I believe I understood the concepts of weak and strong solution of a SDE. But I don't understand why should I care about strong solution. Let me put it more precisely.
Suppose a have a Brownian motion $B$ defined on a filtered proabibility space $(\Omega, \mathcal{F}, (\mathcal{F_t})_{t>0},\mathbb{P})$. Suppose I have the following SDE
$$dX_t=\mu(X_t)dt+\sigma(X_t)dB_t,$$
where $\mu(\cdot)$ and $\sigma(\cdot)$ are integrable functions.

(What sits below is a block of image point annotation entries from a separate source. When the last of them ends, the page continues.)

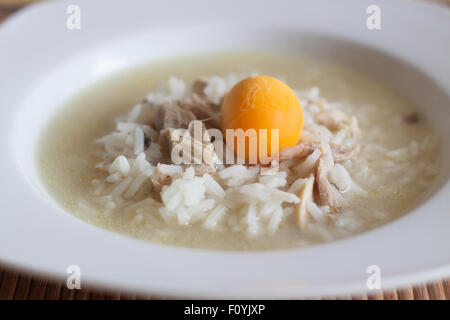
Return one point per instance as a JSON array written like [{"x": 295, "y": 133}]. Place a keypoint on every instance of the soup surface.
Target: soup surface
[{"x": 392, "y": 173}]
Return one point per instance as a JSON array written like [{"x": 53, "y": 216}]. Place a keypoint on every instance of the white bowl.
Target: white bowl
[{"x": 43, "y": 63}]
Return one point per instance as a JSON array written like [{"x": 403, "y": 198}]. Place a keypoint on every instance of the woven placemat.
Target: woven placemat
[{"x": 15, "y": 285}]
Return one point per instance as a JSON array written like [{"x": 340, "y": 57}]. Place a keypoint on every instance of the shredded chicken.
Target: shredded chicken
[
  {"x": 198, "y": 86},
  {"x": 306, "y": 195},
  {"x": 302, "y": 150},
  {"x": 170, "y": 115},
  {"x": 202, "y": 110},
  {"x": 333, "y": 119},
  {"x": 159, "y": 179},
  {"x": 327, "y": 193}
]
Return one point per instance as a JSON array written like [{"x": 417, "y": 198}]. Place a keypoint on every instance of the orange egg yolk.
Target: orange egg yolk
[{"x": 263, "y": 102}]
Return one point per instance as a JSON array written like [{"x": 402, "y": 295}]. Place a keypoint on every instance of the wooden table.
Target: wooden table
[{"x": 16, "y": 285}]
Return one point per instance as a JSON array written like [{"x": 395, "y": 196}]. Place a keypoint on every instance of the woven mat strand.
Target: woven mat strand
[{"x": 15, "y": 285}]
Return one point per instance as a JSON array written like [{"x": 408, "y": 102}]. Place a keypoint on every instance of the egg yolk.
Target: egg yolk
[{"x": 263, "y": 102}]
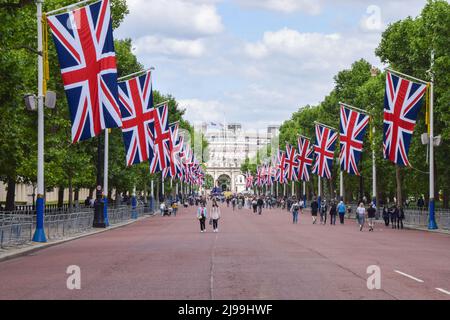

Now suppose I have a weak, but not strong solution to this SDE. Then, if I understood correctly, having a weak solution means that if I enrich my probability space by replacing the original filtration $(\mathcal{F_t})_{t>0}$ by some richer admissible filtration for the Brownian motion $B_t$, say $(\mathcal{\hat{F}_t})_{t}$, then I would get a strong solution on the filtered probability space $(\Omega, \mathcal{F}, (\mathcal{\hat{F}_t})_{t>0},\mathbb{P})$. Importantly, the new filtration is still admissible, and therefore, it doesn't "rely on future information".
Therefore, whenever I have a weak I solution, but not strong, all I should do is assume a filtration that is "rich enough"? I guess I must have got something wrong.